Aos 20 anos, após a invasão dos chineses comunistas, Trungpa exilou-se na Índia com um grupo de monges. Por indicação do Dalai Lama, serviu como conselheiro espiritual no Lar Escola para Jovens Lamas, em Dalhousie, até 1963. Durante esse período, dedicou-se a aprender inglês, tornando-se professor da língua. Com o objetivo de aprofundar os estudos em religiões comparadas, filosofia e artes, mudou-se para Inglaterra, onde conseguiu uma bolsa para estudar na Universidade de Oxford. Em 1967, fundou o Centro de Meditação Samye Ling na Escócia.

Um acidente de automóvel que o deixou com o lado esquerdo paralisado marcou sua trajetória. O episódio influenciou-o na decisão de abandonar os votos monásticos, casar-se com a jovem inglesa Diana Pybus e continuar seu trabalho como professor leigo. Na década de 70, Trungpa mudou-se para os Estados Unidos e, em poucos anos, criou a Universidade Naropa, a primeira no Ocidente com inspiração budista, além de mais de 30 centros de meditação. Publicou Além do materialismo espiritual, livro que compila palestras realizadas.

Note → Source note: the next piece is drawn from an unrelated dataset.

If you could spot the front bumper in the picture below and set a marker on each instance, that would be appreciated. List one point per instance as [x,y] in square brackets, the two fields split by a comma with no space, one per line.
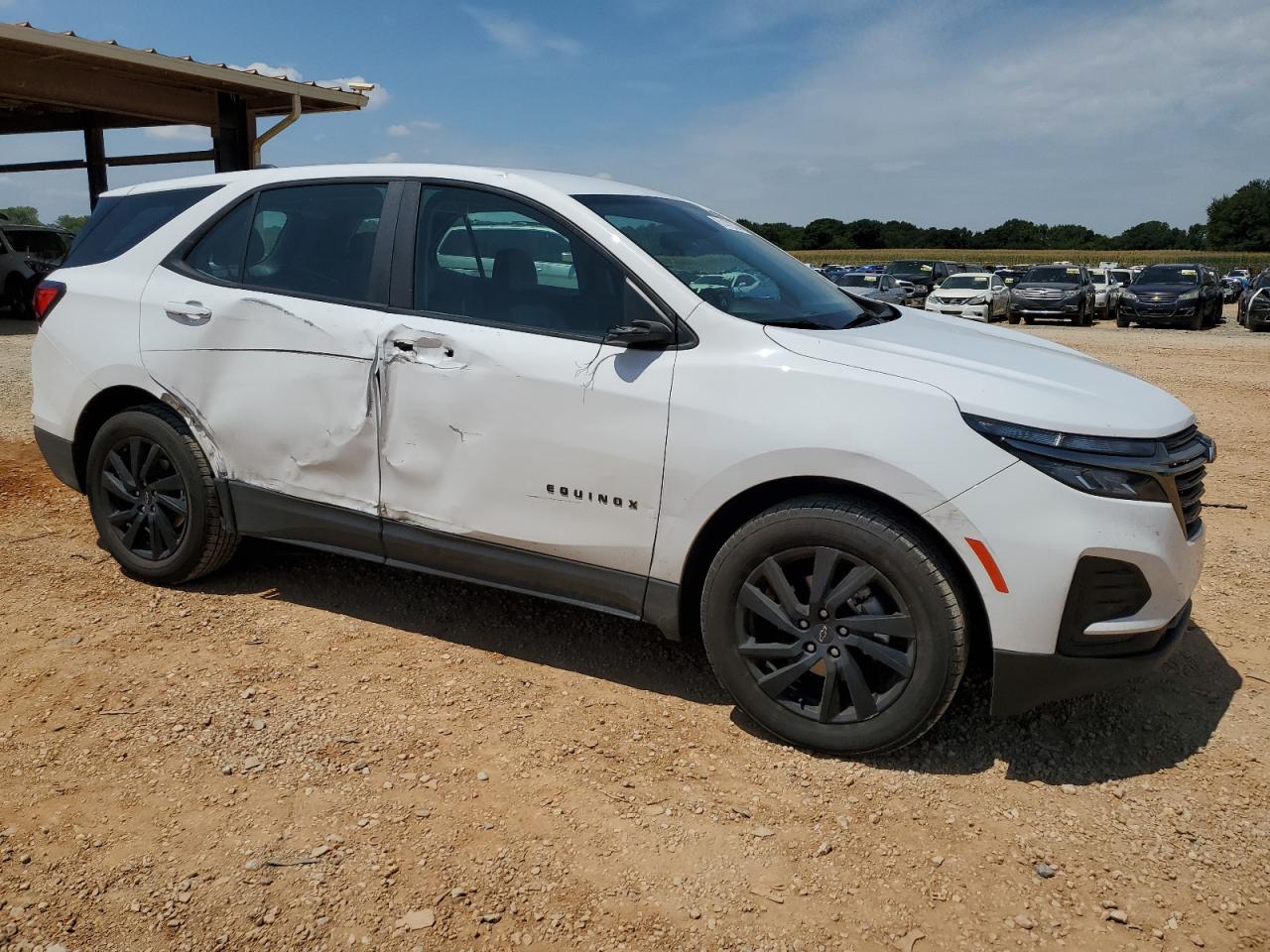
[1038,531]
[1020,680]
[978,312]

Chögyam Trungpa possuía um estilo de vida polêmico para alguém que era considerado líder espiritual. Tinha o hábito de consumir bebidas alcoólicas e ter relações sexuais com suas alunas, práticas que não escondia de ninguém, pois acreditava que cada pessoa era livre para julgar seus atos. Apesar das muitas críticas a seu estilo, ele foi reconhecido pela hierarquia tibetana como mestre vajrayana.

Em seus ensinamentos, Trungpa costumava criticar o materialismo, o fanatismo religioso, o ego e a hipocrisia. “Meu trabalho é dedicado para apresentar a noção de iluminação para o Ocidente. O mundo não será salvo apenas pela religião, mas esse mundo poderá ser salvo também por uma iluminação secular. Esse mundo precisa muito de sua ajuda, portanto, em nome desse mundo, eu gostaria de pedir a você para vir e fazer algo sobre isso”, intima o líder em uma palestra registrada no documentário sobre sua vida produzido pela produtora Alive Mind Cinema, em 2011.